Um estudo envolvendo 2000 pessoas de idade australianas, que foi ignorado na época, e um recém-publicado descobriram
que pacientes que recebem altas doses de vitamina D ou aqueles que
recebem doses menores que aumentaram os níveis séricos a vitamina D
dentro da faixa normal (conforme definida pelos especialistas) tiveram
um aumento de 20-30% na taxa de fraturas e quedas, comparados aos que
recebem doses baixas ou que não alcançaram os "níveis sanguíneos
ótimos".
Explicar exatamente o motivo pelo qual os suplementos de vitamina D são
frequentemente danosos, é mais difícil. Algumas pessoas que não tomam
suplementos têm níveis naturalmente altos no sangue, que podem ser
devidos a passarem muito tempo ao ar livre expostos ao sol, ou a comer
peixes oleosos regularmente – e não há evidência de que isso seja
danoso. Níveis mais altos que a média também podem ser devidos a genes
que na média influenciam 50% das diferenças entre pessoas. Então nossa
obsessão com tentar colocar todo mundo em um nível sanguíneo padronizado
como normal é seriamente furada – de uma maneira similar à nossa
abordagem "tamanho único" para dietas.
Até agora, temos acreditado que tomar suplementos vitamínicos é
"natural" e meus pacientes frequentemente os tomavam enquanto recusavam
drogas "não-naturais". Nosso corpo pode não ver os suplementos dessa
mesma maneira enganosa. Vitamina D vem principalmente da luz
ultravioleta convertida lentamente em nossa pele para aumentar os níveis
sanguíneos, ou é lentamente metabolizada a partir da nossa comida. Em
contraste, tomar uma grande quantidade de um produto químico por via
oral ou como uma injeção poderia causar uma reação metabólica muito
diferente e imprevisível. Por exemplo, nossos micróbios intestinais são
responsáveis por produzir cerca de 25% das nossas vitaminas e
33% dos nossos metabólitos sanguíneos, e também responde a mudanças nos
níveis de vitaminas detectados pelo nosso revestimento intertinal.

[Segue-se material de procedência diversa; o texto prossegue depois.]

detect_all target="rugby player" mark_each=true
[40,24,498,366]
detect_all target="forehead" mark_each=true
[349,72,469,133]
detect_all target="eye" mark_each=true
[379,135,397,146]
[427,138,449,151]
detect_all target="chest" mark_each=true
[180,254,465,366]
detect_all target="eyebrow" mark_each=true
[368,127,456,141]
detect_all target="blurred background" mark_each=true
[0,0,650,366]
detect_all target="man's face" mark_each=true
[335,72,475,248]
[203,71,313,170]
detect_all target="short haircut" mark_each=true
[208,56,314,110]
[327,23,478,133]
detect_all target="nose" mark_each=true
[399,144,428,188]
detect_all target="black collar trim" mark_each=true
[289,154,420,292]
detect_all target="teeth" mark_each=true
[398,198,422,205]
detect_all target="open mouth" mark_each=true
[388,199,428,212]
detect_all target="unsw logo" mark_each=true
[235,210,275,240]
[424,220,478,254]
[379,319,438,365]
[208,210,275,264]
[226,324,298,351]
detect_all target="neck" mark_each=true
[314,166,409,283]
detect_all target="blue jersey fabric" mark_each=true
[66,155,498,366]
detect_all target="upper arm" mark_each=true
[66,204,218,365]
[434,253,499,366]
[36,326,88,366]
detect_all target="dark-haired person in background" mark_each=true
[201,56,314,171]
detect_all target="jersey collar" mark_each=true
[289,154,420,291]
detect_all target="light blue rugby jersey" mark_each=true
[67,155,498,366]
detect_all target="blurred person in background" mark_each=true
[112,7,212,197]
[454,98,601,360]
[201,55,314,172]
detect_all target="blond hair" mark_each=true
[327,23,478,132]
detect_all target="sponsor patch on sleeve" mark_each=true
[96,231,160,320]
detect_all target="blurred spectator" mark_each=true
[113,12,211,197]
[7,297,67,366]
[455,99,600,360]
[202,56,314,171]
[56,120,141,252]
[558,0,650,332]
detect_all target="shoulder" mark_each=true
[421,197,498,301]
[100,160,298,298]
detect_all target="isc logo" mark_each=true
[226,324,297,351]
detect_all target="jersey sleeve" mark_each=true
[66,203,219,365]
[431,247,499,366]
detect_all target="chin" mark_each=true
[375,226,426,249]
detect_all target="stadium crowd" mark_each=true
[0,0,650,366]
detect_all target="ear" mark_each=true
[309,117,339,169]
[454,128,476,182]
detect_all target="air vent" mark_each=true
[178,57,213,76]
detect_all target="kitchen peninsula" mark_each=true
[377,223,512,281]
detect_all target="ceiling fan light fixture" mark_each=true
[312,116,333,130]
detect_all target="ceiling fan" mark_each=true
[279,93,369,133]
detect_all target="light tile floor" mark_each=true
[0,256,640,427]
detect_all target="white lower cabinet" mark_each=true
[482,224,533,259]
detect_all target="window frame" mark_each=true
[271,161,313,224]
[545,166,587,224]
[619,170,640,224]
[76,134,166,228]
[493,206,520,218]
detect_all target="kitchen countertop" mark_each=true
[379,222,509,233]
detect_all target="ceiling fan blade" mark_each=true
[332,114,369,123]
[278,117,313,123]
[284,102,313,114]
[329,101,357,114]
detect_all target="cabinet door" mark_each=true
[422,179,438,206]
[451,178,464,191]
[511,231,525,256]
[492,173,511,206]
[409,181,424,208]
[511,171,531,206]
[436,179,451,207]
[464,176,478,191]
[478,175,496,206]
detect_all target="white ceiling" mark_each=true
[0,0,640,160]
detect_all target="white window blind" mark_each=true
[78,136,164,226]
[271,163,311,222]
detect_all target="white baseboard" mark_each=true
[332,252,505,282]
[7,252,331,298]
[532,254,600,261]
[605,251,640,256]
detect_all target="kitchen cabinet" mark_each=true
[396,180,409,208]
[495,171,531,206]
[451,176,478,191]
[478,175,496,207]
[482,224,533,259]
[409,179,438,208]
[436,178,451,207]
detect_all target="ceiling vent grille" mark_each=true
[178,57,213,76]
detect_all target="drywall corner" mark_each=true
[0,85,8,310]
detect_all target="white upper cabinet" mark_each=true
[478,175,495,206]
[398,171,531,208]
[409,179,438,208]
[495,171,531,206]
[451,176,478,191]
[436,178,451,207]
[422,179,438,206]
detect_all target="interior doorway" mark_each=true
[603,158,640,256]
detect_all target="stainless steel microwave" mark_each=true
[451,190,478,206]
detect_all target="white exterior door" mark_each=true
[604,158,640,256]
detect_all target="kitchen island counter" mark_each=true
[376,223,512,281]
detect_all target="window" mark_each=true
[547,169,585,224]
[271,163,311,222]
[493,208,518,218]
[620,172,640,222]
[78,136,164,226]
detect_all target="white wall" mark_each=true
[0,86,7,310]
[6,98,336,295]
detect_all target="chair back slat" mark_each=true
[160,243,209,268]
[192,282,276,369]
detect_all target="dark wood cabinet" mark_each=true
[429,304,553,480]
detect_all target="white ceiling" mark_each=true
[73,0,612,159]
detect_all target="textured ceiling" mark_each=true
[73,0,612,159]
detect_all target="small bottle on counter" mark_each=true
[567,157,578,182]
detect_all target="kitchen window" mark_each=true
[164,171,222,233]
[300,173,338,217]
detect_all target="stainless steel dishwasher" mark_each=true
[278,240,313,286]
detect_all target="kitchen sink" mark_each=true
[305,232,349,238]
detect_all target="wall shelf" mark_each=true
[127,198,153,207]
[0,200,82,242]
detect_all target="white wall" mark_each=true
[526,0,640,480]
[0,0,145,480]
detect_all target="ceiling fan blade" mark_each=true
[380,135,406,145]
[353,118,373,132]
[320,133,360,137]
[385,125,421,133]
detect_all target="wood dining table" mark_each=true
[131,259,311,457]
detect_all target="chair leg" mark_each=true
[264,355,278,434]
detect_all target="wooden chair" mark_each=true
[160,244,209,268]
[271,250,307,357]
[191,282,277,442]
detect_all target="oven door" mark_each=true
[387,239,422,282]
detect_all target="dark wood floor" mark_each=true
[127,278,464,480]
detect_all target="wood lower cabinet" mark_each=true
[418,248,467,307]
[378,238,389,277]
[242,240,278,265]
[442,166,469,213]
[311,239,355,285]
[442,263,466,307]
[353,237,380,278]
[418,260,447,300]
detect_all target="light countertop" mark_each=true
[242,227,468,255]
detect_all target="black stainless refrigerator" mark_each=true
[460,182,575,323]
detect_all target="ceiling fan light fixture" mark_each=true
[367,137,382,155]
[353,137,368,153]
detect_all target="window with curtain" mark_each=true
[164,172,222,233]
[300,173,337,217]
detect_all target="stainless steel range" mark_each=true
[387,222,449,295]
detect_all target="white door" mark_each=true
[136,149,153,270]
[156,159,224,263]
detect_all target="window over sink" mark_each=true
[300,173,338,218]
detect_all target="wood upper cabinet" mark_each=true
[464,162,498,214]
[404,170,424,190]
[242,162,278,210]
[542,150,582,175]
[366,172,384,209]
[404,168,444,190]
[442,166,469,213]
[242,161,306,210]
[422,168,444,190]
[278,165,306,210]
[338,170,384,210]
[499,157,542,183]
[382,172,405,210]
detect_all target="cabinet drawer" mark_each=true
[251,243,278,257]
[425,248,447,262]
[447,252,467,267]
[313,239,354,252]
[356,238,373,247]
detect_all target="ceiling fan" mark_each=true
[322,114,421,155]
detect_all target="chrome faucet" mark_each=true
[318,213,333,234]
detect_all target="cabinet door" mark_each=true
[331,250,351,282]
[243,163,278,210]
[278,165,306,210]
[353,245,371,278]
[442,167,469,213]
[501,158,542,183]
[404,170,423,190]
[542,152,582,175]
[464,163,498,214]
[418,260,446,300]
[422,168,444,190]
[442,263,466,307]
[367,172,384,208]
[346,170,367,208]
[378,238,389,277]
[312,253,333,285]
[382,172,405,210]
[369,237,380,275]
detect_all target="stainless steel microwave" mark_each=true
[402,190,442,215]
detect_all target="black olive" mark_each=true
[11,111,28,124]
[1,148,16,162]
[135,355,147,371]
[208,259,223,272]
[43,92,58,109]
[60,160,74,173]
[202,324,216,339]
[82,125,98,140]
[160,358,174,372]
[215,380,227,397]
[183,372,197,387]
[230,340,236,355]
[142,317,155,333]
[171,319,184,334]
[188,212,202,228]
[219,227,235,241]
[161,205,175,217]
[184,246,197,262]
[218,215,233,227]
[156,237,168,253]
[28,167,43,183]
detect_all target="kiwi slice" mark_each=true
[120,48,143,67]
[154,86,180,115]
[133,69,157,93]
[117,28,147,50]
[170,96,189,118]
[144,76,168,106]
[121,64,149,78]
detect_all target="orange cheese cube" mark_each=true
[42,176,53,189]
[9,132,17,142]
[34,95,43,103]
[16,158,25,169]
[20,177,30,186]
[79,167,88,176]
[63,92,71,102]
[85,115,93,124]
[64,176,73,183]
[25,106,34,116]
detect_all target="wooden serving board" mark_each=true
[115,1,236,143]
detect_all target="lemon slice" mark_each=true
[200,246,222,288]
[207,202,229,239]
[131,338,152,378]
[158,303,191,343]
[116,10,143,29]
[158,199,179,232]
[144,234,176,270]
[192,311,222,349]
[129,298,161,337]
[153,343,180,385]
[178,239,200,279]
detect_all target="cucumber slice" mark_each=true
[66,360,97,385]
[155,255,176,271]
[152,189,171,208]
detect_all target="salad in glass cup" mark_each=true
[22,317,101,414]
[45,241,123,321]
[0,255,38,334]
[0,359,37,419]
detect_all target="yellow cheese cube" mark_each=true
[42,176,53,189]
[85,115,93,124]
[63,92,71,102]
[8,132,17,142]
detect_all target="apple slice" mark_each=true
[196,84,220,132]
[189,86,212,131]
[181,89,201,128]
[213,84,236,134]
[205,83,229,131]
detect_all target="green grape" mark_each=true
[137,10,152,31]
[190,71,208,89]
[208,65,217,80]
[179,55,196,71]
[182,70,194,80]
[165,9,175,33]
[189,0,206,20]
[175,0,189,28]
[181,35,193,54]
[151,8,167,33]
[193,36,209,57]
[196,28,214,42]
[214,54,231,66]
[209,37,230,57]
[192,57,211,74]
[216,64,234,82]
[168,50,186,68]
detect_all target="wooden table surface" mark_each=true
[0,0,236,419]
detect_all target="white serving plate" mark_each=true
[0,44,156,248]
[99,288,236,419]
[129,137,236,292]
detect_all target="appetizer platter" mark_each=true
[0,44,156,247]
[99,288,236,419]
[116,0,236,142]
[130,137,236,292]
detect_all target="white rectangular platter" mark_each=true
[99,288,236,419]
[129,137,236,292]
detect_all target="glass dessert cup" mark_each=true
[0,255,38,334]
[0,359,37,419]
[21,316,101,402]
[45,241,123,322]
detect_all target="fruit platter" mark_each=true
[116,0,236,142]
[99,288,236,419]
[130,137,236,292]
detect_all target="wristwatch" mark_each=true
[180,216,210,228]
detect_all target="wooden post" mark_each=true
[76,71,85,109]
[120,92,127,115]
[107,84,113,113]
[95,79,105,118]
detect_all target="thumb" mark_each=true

Qualquer adição artificial de grandes quantidades de químicos vai
perturbar algum processo imune sensível.
A novidade de que mesmo a minha vitamina favorita pode ser perigosa, é
um puxão de orelhas. Nós deveriamos pensar no abuso mundial desses
produtos químicos de maneira muito mais séria do que rotineiramente
acrescentando-os aos alimentos. Os bilhões que desperdiçamos nesses
produtos, amparados pela indústria mal-regulamentada, rica e poderosa da
indústria de vitaminas deveriam ser gastos em cuidados de saúde
apropriados – e as pessoas deveriam ser educadas para se exporem ao sol e
comerem comida de verdade, variada ao invés. Para 99% das pessoas, fazer isso vai prover todas as vitaminas saudáveis que elas precisam.